Appointing Julien Labrot as CEO of Revolut Peru highlights the company’s approach of combining global fintech infrastructure with local market expertise. Labrot’s remit encompasses regulatory engagement, product localisation, talent acquisition in Peru, and aligning Revolut’s global technology platform with local consumer expectations.

Revolut’s local leadership will also focus on recruiting a regional workforce, with plans to attract skilled professionals from across Peru and the broader region to support growth and operations.

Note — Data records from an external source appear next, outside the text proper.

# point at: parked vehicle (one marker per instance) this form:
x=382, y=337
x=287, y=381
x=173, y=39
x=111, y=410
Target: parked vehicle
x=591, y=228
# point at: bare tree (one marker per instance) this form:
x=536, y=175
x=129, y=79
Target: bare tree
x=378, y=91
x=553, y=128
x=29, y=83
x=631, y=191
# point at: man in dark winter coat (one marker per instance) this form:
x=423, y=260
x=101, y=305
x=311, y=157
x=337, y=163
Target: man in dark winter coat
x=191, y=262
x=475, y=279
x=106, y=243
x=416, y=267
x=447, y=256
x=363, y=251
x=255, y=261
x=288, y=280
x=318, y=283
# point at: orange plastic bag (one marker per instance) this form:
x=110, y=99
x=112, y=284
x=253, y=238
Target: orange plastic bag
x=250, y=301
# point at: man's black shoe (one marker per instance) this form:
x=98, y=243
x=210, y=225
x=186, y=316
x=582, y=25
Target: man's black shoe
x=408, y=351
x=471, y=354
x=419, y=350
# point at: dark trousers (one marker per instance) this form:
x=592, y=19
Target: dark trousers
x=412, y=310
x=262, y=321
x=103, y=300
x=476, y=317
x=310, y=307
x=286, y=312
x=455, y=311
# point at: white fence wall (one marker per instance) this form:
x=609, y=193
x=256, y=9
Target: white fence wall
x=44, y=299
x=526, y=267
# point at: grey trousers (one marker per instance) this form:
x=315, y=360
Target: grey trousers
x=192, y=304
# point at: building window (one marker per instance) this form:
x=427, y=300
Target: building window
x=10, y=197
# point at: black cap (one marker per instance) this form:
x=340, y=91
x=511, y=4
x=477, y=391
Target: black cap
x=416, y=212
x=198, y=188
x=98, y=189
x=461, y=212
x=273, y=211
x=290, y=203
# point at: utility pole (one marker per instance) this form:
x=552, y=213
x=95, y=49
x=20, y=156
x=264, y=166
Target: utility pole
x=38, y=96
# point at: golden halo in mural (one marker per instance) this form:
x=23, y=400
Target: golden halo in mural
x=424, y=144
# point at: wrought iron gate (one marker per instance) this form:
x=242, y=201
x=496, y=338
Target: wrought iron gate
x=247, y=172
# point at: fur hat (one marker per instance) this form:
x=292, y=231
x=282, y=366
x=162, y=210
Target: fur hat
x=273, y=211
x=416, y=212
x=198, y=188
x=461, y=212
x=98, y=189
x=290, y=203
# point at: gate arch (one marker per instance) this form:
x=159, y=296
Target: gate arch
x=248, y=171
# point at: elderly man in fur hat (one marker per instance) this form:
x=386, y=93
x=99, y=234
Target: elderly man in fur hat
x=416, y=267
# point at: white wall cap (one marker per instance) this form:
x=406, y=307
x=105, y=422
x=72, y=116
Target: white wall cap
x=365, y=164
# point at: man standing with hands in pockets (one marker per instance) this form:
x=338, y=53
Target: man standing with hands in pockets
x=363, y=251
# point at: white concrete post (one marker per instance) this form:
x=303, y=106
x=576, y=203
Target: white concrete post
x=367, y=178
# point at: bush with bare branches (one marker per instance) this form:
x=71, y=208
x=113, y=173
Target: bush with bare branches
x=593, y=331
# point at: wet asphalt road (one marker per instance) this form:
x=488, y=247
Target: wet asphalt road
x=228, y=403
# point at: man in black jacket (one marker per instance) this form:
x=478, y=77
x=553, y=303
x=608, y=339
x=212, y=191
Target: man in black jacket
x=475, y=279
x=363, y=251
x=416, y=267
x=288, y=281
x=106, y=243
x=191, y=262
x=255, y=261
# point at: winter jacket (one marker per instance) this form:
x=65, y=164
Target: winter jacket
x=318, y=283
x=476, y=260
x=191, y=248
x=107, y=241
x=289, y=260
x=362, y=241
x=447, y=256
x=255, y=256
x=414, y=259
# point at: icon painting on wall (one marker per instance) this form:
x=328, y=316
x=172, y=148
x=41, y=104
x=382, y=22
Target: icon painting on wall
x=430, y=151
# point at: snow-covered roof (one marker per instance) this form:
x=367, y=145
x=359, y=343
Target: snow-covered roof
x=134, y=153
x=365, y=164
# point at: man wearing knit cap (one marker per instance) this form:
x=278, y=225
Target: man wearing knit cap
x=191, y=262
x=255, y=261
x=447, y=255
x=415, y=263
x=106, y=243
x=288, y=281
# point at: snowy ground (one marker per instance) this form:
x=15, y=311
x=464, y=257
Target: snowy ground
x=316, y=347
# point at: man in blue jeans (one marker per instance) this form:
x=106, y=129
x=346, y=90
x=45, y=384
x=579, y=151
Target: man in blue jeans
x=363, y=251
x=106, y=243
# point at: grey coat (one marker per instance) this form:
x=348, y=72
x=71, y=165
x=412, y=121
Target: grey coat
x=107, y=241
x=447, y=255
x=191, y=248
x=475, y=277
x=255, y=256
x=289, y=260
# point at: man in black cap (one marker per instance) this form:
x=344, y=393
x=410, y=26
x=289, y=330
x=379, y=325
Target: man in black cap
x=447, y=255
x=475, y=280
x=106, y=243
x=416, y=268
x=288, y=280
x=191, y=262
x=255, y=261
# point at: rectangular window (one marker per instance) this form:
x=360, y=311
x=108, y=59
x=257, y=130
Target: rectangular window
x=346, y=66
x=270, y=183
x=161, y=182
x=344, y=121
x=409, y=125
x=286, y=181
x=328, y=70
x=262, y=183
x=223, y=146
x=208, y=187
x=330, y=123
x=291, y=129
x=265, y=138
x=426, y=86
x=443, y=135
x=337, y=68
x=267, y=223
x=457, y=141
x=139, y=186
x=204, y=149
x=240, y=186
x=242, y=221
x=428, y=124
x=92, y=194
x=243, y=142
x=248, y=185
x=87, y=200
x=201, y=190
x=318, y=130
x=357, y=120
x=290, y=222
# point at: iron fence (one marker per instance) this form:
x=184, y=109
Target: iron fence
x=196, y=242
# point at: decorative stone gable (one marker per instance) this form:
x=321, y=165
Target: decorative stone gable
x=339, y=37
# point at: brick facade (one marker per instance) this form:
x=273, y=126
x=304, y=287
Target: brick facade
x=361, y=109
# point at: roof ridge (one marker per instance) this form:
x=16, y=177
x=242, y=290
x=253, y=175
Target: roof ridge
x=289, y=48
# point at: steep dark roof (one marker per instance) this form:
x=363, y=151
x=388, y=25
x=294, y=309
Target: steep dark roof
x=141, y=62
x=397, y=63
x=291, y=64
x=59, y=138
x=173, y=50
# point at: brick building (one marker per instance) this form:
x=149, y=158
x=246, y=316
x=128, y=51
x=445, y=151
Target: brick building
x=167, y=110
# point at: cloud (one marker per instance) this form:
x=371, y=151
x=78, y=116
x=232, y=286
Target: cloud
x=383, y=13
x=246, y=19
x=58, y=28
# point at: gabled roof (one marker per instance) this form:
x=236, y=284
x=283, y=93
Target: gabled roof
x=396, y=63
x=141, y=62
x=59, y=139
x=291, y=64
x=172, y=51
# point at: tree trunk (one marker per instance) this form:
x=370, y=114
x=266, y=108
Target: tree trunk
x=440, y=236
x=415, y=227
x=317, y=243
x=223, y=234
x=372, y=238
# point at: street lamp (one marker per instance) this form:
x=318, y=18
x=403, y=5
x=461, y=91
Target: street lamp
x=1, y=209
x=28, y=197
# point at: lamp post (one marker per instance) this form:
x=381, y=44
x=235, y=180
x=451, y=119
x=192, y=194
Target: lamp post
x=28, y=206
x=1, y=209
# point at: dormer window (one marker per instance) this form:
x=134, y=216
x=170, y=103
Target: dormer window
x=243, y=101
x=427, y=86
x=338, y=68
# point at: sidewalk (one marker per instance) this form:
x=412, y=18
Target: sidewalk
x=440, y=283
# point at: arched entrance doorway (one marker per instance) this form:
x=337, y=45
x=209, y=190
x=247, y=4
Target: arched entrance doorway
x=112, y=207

Industry and Competitive Implications

Revolut’s entry into Peru has broader implications for both the local financial landscape and the regional digital banking ecosystem:

Market Disruption

Fintech firms entering with a fully-regulated banking model can challenge incumbents on fees, service quality, and user experience — especially in markets where legacy banks have dominated for decades. Revolut’s digital-first model, sophisticated app features, and integrated financial tools create competitive pressure for traditional players to innovate.

Financial Inclusion

Digital banks like Revolut can significantly expand financial inclusion by offering low-cost accounts, remittance solutions, multi-currency features, and intuitive mobile experiences — particularly appealing to younger, mobile-native consumers.

Regional Fintech Leadership

Latin America has emerged as a fintech hotspot with rapid adoption of digital payments, neobanks, and cross-border financial services. Revolut’s Peru expansion helps consolidate its presence in this high-growth locale, providing a base for further regional innovation and product rollout.

What’s Next

With the application now submitted, the focus turns to:

  1. Regulatory Engagement: Continued dialogue with SBS to satisfy local banking requirements.
  2. Product Localisation: Aligning Revolut’s global platform with Peru’s financial infrastructure and consumer preferences.
  3. Operational Rollout: Building teams, systems and compliance frameworks for post-licensing launch.

If approved, Revolut could begin offering regulated banking products in late 2026 or early 2027, subject to completion of the licensing process and infrastructure readiness.

Conclusion: A Milestone in Latin America Digital Banking

Revolut’s application for a full banking license in Peru marks a pivotal step in its Latin American expansion strategy. By targeting a fully regulated model rather than a limited e-money or cross-border setup, the fintech is positioning itself as a long-term player aligned with local regulatory frameworks and consumer needs. This effort could significantly reshape Peru’s financial landscape, promoting competition, digital adoption, and financial inclusion — all while advancing Revolut’s global growth ambitions.